第5話:忌み子の王子2

 王都をしばらく歩き回ってみたが、なかなか良さそうな仕事が見つからない……


 街の人に聞いてみても、みんなに首をひねられてしまった。


 田舎者に仕事なんて無いって言うこと?!


 はぁ、困った。このままじゃ、本格的に飲まず食わずの野宿コースだ……


 そんな考え事をして歩いていたからだろう。私は、人通りの少ない路地に入ってしまったことに気付いていなかった。


「おい、仕事を探してるってのは、あんたか?」


 途方に暮れていた私に声を掛けてきたのは、なんだか胡散臭そうな男の人だ。


「え、えぇ。そうですけど……」

「ヒッヒ! 良かったら取っておきの仕事を紹介するよ?」


 いやいや、絶対に駄目なヤツでしょこれ。

 目が血走っちゃって、その顔から下心しか見えないんですけど?!


 まぁ、露骨な分だけあの司祭よりマシかも……


「せ、折角のご紹介ですけど、ご遠慮させて頂きます」


 そう言って、男が次の言葉を発する前に、回れ右してダッシュ……、って、あれ? なんで? 体が言うことを聞いてくれない⁉


 そうして私は、その場に倒れ込んでしまった。


「チッ、手間かけさせやがる」


 ぐらんぐらんする頭の中に、先程の男の声が響く。やっとの思いで動かした頭で男の方を見ると、男の手には吹き矢のような筒があった。


「ヒッヒ! 侍女様が仕事探しとはなぁ。売っぱらう前にちっと味見してもいいか? ヒッヒ!」


 じょ、冗談じゃない! でも、毒針を撃ち込まれたせいで、体の自由が効かない!


 そんな状態の私に、どんどんと男は迫って来る。


「おっと、よく見たら結構な上玉じゃねぇか! ヒッヒ!」


 その笑い方は止めて下さい。とっても耳障りなので! それに、あんたなんかに上玉とか言われても、まったく嬉しく無いんですけど!


 って、そんな強がりももう限界そうです。


「ヒッヒ!」

「……おい」

「あぁ?! 人のお楽しみ中に、な、ん、の……」


 あれ? あの卑猥な笑い声が止んだ。しかも、誰か来てくれたみたいだけど、誰だろう?


の侍女に、手出してんじゃねぇよ!!」

「ヒッ、ヒィィィ!! お、お助けぇぇぇ!」


 だ、誰だか知りませんが、助かりました!

 あ、ごめんなさい。お礼は今は勘弁してください。薬で口が上手く動かなく、って、ふぁあぁ⁉


 倒れ込んでいた私は、いきなり身体を持ち上げられた浮遊感に見舞われた。


※※※


「まったくよぉ、あきれる程の間抜けっぷりだな、お前」


 な、なんですと⁉ って、助けてもらった挙げ句に、お姫様抱っこで抱き抱えられている私が、言い返せることじゃないんですけど……

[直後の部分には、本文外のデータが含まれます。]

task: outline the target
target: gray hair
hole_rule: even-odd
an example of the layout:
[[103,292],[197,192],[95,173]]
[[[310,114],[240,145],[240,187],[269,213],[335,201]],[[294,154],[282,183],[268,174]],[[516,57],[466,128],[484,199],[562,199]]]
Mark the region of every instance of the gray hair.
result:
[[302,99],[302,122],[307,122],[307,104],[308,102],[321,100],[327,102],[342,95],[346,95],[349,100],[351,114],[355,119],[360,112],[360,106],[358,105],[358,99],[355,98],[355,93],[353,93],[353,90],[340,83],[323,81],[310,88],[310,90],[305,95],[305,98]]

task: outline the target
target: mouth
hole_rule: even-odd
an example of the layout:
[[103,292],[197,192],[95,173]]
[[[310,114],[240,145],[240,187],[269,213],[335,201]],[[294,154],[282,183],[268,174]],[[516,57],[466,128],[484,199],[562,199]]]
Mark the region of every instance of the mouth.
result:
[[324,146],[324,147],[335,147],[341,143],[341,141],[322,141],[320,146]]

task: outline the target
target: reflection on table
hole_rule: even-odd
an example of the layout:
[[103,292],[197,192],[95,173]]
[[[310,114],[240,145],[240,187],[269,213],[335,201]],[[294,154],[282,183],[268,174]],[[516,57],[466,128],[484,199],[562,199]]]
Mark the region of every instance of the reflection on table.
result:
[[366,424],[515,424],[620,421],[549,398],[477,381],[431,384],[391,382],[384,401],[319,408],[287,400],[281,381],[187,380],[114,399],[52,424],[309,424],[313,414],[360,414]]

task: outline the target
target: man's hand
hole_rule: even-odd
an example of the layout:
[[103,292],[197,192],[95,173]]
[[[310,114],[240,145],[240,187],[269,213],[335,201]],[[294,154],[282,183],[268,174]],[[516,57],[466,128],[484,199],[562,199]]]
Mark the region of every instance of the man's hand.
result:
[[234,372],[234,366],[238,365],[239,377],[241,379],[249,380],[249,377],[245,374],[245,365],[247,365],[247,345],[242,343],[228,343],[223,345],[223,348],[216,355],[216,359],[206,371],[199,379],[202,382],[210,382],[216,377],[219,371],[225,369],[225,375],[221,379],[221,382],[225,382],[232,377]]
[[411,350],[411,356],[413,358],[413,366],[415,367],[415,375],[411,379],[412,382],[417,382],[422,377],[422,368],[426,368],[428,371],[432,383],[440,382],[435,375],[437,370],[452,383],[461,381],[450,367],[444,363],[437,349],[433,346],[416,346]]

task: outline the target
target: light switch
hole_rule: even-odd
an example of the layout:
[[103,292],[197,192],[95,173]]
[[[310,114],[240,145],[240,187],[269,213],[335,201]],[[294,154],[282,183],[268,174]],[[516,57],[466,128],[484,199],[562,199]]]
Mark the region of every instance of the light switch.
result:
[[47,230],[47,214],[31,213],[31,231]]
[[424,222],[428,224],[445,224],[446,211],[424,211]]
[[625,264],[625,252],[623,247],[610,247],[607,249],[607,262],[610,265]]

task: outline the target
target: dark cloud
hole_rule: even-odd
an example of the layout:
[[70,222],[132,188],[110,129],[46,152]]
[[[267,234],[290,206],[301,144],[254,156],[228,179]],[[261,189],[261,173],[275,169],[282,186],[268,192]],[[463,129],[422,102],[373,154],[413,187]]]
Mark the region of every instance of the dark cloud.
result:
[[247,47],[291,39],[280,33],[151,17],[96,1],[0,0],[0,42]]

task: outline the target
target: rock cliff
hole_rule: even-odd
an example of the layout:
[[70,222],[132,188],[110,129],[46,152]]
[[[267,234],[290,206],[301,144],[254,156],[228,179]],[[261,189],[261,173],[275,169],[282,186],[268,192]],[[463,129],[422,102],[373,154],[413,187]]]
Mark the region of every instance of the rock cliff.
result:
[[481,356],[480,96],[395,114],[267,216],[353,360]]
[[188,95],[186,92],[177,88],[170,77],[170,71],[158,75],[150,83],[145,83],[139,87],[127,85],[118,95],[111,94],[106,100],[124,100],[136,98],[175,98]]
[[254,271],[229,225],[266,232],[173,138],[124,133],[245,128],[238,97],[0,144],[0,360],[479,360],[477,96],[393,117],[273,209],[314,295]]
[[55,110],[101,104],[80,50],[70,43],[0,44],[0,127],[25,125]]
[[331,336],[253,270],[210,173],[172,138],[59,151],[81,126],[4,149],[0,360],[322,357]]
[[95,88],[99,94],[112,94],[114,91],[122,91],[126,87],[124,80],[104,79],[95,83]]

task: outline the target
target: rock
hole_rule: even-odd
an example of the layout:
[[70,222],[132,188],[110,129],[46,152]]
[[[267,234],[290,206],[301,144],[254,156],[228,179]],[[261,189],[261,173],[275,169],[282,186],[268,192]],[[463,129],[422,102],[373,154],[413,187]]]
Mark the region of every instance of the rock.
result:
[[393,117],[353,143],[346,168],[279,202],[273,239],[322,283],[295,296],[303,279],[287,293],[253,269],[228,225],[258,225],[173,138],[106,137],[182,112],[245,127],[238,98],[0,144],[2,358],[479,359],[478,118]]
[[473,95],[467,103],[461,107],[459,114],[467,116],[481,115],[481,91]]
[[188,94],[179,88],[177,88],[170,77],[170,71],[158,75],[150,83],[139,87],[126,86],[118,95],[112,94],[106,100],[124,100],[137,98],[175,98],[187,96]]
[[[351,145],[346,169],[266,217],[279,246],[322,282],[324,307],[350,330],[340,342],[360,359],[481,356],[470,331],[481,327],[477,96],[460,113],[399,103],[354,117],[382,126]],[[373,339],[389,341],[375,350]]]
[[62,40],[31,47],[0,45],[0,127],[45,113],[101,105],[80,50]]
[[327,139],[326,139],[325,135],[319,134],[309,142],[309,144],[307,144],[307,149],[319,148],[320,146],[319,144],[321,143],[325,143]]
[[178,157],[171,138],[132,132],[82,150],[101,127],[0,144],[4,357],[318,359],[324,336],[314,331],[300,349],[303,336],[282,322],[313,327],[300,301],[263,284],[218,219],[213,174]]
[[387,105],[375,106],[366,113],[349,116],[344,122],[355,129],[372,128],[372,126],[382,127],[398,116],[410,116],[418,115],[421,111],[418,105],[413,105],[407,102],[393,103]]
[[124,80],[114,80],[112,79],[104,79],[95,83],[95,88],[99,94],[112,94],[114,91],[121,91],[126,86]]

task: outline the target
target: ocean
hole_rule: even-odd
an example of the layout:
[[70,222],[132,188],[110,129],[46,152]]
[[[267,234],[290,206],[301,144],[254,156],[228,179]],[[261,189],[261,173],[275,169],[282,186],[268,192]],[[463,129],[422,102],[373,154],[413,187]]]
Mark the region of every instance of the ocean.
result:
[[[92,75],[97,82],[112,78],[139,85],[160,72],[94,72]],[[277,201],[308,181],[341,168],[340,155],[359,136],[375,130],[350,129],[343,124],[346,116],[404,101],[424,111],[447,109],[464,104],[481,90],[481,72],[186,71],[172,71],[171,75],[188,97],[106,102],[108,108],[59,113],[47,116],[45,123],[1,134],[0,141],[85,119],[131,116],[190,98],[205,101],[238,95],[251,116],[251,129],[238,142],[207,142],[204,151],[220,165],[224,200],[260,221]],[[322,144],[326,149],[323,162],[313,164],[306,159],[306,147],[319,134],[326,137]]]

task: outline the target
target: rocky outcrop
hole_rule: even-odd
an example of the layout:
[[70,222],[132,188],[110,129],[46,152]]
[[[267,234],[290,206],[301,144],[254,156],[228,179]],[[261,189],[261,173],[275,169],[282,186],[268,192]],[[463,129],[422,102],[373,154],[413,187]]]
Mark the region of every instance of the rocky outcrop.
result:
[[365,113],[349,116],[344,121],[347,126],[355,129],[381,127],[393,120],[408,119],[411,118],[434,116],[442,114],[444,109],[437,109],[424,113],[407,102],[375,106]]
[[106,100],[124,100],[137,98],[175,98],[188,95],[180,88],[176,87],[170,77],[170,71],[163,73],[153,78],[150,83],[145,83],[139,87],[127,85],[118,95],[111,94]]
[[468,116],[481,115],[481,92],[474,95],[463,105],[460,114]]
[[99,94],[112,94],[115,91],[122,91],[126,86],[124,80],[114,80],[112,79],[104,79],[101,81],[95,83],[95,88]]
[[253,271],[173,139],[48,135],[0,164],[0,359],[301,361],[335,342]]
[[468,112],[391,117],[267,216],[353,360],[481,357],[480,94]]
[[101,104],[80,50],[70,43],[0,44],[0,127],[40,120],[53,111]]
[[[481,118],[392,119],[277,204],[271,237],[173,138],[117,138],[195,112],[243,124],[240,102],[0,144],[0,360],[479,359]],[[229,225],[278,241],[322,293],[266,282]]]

 で、でも、大分薬も抜けてきたから、喋ることくらいならもう出来ますから!


「あ、ありがとうございました。助けて頂いて」


 そう、人として先ずはお礼。これ大切!

 で、次からが本題。


「それで、どうして私の場所が分かって、助けてくれたんですか? 


 そう、予想通り。私を助けてくれたのは、あの白髪の王子様でした!


 まぁ、薄々分かってましたけど、私、王都に知り合い居ませんし。でも、なんで王子様がこんな所にって話ですよ。


「ああ、王都で仕事を探してる侍女がいるって噂を聞いてな。気になって城下に見に来てみたのさ」

「そ、それって、噂に成るようなことですか?」

「そりゃなるだろ? 自慢じゃないが、ウチの侍女って言ったら、王都の中でも結構人気のある仕事でな。入るの難しいんだぞ? そんな侍女が王都で職探しって、プッ」


 はぁぅぅぅ。そうか、仕事が見つからなかったのは、このメイド服のせいか!


 確かに王都の人達から見たら、エリートの侍女様がなんで職探し? って、当然の疑問だったって事かぁ。みんなが首をひねっていた理由が、やっと分かった。


 いやぁ、なかなか仕事が見つからなかった時は、疫病神にでも憑かれているのかと思った。


「しかし、目立ってくれてたおかげで、お前の場所がすぐに分かったんだけどな!」


 おっと、私が助かったのも、このメイド服のおかげらしい。


 ありがとう御座います。メイド服様! 先程は疫病神なんて言って、本当にすみませんでした。


 そんな話をしているうちに、私達は高台にある広場に到着した。


※※※


「本当に大丈夫かよ?」

「ええ、大分痺れもなくなって来ましたから」


 広場にある木陰のベンチに降ろしてもらう。


 だって、いつまでもお姫様抱っことか、恥ずかしずぎて死んでしまう!


 あ、私、そんなに重くないですよ?


 ちょっと、私を降ろした後で剣と重さを比べるような動作はやめて下さい! 王子様!


「さて、じゃぁ話してくれよ。なんで王宮から逃げ出したのか」


 ああ、やっぱり、それ聞かれるよねぇ……


 でも、どうしようかな。この王子様、悪い人じゃないって言うのは分かった。真実を伝えても、すぐには殺されたりはしないと思うんだけど……


「今、王宮内で女の大罪人が逃げ出したって騒ぎになってるぞ」


 えぇー! あの司祭、ついに私を大罪人にしたってこと⁉ 私が一体何をしたぁ!

 あ、もしかして、股間を蹴り上げて殺人未遂とか……


「ひょっとして、お前か?」

「ち、違います⁉」

「だよなぁ、お前みたいな抜けた奴が大罪人のはず無い」


 なんだとぉ⁉ 誰が抜けてるって?


「あ、あの、なんで王子様は私のこと……」 

「アルマだ」

「はい?」

「だから、アルマだ。俺の名前だ!」


 あ、あぁ! そうだった、そうだった!

 そう言えば、自己紹介の時に名乗ってもらってなかったんだった!


「まったくよ、王宮に仕えてるくせに王子おれの名前も知らねぇのかよ、ったく」


 うぅ、面目次第もございません。

 あ、そんなに拗ねないでぇぇ!


「ハァ、まぁいい。で、お前は……」

「探しましたよ? まったく、手間をかけさせますねぇ」


 会話に割り込んで現れたのは、あの司祭へんたいだった。